Posted at 02:02 PM ET, 04/29/2012

Story alleges cheating at Silver Spring’s Highland Elementary School; Montgomery officials say gains came from hard work, proven strategies

The Atlanta Journal-Constitution published a story this weekend questioning ”extreme score gains” at Silver Spring’s Highland Elementary School and at dozens of other schools that have won the national Blue Ribbon Award from the U.S. Education Department.

Highland went from the cusp of a state takeover in 2005 to posting some of the highest reading scores in Maryland by 2009. The remarkable turn-around came about at a school with a challenging population. More than 80 percent of is students come from poverty and a majority don’t speak English at home. The school won the prestigious federal award in 2008.

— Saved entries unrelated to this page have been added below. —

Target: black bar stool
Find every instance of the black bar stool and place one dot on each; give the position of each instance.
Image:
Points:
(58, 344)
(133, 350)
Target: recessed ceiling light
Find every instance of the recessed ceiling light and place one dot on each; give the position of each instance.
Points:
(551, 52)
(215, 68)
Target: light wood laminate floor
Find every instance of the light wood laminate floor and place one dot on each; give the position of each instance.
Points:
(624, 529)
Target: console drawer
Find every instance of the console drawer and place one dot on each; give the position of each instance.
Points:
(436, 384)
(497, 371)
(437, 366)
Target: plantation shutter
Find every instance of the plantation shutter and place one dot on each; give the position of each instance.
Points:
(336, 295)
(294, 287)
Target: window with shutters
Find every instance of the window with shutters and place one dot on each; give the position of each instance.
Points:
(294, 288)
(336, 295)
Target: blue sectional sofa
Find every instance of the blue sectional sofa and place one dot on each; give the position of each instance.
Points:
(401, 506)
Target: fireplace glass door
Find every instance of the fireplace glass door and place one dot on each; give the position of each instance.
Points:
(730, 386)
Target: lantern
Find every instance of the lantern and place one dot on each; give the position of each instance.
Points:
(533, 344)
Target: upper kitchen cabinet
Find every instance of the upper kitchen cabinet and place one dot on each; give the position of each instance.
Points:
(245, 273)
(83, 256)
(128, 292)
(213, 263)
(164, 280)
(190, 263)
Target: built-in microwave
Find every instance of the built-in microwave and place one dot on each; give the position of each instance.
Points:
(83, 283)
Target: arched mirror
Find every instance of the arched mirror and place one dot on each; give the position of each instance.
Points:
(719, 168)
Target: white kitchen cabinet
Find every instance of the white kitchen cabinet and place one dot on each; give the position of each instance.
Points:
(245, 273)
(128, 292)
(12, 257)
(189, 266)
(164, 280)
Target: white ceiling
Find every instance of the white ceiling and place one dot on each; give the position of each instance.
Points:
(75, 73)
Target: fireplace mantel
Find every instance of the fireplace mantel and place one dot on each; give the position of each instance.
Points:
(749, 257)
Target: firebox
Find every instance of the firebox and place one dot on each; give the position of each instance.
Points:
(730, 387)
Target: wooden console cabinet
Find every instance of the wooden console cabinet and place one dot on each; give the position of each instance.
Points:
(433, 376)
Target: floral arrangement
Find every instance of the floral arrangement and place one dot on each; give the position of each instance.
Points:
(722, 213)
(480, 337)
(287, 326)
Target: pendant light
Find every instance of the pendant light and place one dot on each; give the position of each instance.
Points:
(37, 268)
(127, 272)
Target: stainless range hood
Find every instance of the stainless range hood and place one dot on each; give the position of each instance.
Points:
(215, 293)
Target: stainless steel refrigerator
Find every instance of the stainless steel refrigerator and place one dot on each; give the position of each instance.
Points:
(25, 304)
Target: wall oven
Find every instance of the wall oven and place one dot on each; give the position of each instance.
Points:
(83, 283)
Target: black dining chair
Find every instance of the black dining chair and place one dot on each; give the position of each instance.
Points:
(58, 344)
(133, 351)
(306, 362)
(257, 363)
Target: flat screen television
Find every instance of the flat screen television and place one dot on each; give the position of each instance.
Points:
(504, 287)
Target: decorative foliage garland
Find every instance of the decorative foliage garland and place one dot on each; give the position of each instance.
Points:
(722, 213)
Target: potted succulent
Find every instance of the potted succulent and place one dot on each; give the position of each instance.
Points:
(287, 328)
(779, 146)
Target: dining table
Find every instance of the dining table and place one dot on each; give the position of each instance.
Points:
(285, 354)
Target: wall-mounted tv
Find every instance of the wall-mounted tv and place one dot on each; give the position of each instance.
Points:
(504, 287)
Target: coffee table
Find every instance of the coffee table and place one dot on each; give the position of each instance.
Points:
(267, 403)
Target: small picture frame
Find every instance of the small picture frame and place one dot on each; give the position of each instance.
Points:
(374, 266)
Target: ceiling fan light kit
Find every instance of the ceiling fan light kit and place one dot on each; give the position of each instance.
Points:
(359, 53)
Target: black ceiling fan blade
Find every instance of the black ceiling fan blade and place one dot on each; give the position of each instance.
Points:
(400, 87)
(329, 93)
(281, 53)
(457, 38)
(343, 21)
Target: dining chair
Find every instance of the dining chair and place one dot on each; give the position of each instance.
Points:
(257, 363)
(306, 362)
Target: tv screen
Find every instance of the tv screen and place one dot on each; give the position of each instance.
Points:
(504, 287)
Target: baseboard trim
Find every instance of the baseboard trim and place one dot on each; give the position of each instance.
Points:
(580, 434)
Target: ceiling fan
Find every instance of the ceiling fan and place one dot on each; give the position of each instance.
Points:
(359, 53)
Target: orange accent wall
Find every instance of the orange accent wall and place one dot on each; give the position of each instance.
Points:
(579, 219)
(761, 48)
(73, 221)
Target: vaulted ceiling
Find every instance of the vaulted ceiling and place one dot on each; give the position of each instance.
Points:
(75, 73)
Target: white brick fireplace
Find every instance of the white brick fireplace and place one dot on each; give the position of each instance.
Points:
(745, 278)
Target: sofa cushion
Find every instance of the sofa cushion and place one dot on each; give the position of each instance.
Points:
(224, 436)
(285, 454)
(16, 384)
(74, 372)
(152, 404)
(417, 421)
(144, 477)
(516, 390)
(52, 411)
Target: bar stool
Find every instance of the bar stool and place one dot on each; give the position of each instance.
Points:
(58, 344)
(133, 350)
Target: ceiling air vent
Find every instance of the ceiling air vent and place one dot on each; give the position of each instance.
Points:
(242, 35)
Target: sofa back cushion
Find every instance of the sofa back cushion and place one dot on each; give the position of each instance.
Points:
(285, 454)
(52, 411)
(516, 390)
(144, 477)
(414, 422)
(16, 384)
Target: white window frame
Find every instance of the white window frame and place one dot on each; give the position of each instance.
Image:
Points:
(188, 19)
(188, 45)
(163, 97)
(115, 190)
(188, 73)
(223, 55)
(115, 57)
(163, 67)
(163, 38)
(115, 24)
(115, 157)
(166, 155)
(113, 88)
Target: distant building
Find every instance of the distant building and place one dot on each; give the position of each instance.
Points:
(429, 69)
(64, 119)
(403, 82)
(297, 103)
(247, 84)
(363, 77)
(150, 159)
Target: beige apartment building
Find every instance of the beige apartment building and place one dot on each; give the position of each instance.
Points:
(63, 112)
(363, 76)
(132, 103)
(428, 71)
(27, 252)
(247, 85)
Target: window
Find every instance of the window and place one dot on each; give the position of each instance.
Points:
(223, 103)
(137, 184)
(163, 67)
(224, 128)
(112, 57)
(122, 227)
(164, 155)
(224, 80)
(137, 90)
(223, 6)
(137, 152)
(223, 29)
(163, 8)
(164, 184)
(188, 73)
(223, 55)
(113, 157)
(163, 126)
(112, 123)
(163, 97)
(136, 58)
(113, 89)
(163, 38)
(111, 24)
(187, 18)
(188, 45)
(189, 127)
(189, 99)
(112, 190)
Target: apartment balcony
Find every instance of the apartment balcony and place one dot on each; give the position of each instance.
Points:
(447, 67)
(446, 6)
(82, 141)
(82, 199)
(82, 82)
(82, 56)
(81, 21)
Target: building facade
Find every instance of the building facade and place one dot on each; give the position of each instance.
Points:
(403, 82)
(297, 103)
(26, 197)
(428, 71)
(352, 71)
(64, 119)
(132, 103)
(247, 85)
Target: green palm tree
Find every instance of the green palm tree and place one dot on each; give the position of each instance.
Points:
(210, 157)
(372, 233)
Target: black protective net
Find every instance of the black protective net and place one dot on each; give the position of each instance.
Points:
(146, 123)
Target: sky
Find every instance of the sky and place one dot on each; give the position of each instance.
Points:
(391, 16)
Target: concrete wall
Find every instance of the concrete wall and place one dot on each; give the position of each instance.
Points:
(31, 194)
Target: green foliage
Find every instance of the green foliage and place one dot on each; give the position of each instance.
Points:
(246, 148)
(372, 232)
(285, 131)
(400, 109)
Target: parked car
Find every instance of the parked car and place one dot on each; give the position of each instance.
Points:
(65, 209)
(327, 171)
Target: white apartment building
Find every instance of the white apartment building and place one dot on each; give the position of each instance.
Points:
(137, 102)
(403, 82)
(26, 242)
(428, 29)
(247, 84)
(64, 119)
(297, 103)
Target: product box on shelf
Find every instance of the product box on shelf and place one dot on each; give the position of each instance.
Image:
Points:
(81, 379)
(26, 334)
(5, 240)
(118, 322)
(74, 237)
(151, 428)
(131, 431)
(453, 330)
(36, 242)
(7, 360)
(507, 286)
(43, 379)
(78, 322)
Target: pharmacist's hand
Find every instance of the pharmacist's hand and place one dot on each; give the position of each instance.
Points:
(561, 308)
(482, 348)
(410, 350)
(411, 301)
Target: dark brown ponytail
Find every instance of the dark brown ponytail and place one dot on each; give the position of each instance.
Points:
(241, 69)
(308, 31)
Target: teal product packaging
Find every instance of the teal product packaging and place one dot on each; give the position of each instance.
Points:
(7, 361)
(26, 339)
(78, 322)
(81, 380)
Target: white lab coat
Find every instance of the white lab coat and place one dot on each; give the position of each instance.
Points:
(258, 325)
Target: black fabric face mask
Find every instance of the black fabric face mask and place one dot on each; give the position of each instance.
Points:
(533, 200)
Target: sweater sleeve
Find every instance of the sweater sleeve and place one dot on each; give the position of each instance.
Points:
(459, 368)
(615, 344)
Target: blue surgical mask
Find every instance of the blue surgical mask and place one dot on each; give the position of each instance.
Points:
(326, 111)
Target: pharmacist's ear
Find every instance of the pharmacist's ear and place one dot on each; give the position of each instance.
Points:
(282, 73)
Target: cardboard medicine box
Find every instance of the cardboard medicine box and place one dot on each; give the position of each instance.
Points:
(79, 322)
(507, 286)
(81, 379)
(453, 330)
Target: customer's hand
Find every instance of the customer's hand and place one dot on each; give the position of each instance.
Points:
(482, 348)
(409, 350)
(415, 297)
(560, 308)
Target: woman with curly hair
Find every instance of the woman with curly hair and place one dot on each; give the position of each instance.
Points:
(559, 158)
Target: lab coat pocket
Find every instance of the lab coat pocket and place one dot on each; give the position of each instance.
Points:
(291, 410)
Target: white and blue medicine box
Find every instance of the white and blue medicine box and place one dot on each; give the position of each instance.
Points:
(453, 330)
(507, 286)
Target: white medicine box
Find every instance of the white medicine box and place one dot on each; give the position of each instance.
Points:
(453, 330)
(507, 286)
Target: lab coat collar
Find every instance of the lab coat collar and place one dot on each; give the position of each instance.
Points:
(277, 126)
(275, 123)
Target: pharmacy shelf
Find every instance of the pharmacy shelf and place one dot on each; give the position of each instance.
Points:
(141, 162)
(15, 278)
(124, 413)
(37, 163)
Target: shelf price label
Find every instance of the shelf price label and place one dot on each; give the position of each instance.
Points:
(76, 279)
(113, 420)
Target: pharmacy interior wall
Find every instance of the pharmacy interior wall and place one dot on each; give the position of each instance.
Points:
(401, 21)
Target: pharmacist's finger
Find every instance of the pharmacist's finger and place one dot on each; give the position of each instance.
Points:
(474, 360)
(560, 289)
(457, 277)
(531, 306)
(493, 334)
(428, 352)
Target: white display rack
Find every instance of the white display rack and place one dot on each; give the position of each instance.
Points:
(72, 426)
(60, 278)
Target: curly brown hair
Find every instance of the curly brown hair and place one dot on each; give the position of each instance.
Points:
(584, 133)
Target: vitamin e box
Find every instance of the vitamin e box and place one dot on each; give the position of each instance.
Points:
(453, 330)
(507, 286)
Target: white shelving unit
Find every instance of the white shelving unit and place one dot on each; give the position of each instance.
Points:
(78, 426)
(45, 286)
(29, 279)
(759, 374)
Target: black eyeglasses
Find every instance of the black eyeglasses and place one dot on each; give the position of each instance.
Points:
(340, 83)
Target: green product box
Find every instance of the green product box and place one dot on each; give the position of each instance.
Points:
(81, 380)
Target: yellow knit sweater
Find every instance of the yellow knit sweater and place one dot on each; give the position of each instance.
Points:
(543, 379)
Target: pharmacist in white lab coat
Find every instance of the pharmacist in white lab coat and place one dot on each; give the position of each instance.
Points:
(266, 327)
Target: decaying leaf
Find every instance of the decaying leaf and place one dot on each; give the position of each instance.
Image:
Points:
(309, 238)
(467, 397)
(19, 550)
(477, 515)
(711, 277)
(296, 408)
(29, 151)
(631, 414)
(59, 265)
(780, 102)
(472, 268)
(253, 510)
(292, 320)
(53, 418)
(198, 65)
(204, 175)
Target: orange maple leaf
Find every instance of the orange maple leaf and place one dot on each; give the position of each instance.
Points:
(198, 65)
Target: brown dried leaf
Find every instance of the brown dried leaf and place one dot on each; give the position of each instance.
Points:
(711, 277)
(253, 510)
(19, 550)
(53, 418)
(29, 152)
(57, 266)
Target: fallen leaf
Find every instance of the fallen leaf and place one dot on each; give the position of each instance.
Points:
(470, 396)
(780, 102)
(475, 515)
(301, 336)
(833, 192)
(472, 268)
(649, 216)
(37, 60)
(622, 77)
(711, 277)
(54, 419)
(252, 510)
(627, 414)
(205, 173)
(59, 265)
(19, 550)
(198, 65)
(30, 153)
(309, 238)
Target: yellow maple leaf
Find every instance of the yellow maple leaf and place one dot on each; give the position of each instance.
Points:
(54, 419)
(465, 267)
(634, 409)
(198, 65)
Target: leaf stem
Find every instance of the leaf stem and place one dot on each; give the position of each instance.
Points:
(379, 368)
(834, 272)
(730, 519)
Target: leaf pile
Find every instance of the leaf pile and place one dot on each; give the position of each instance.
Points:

Unlike in some cases of alleged cheating that the Atlanta newspaper and other news outlets have exposed, the latest story did not report any suspicious erasure rates on answer sheets or include allegations of cheating made by teachers or staff members. Montgomery officials have repeatedly denied wrongdoing.

Still, such jumps are “remarkably unlikely” and suggest cheating, the article said. From the story:

No statistical analysis alone can prove that anyone cheated. But in data and documents and in interviews with school officials and testing experts, few other credible explanations surfaced for how the scores of so many students could shift so quickly to such odds-defying degrees.
“Those kinds of changes are just incomprehensible,” said Jaxk Reeves, director of the University of Georgia Statistical Consulting Center. Reeves was one of the academic experts who reviewed the AJC’s analysis.
Another researcher who advised the newspaper, James Wollack, director of testing and evaluation services at the University of Wisconsin-Madison, said many schools credit their instructional strategies for overnight success. But no changes in teaching methods, he said, are enough to account for “ridiculous, nonsensical gains.”
“More often than not,” Wollack said, “something other than student learning was causing those gains.”

Montgomery County school leaders say there have never been any allegations of cheating at Highland.

“Let me be clear: The turnaround that occurred at Highland Elementary School was the result of having a great school leader and a motivated staff that had the training, support and resources it needed to serve its students,” said Montgomery County Superintendent Joshua Starr in a statement.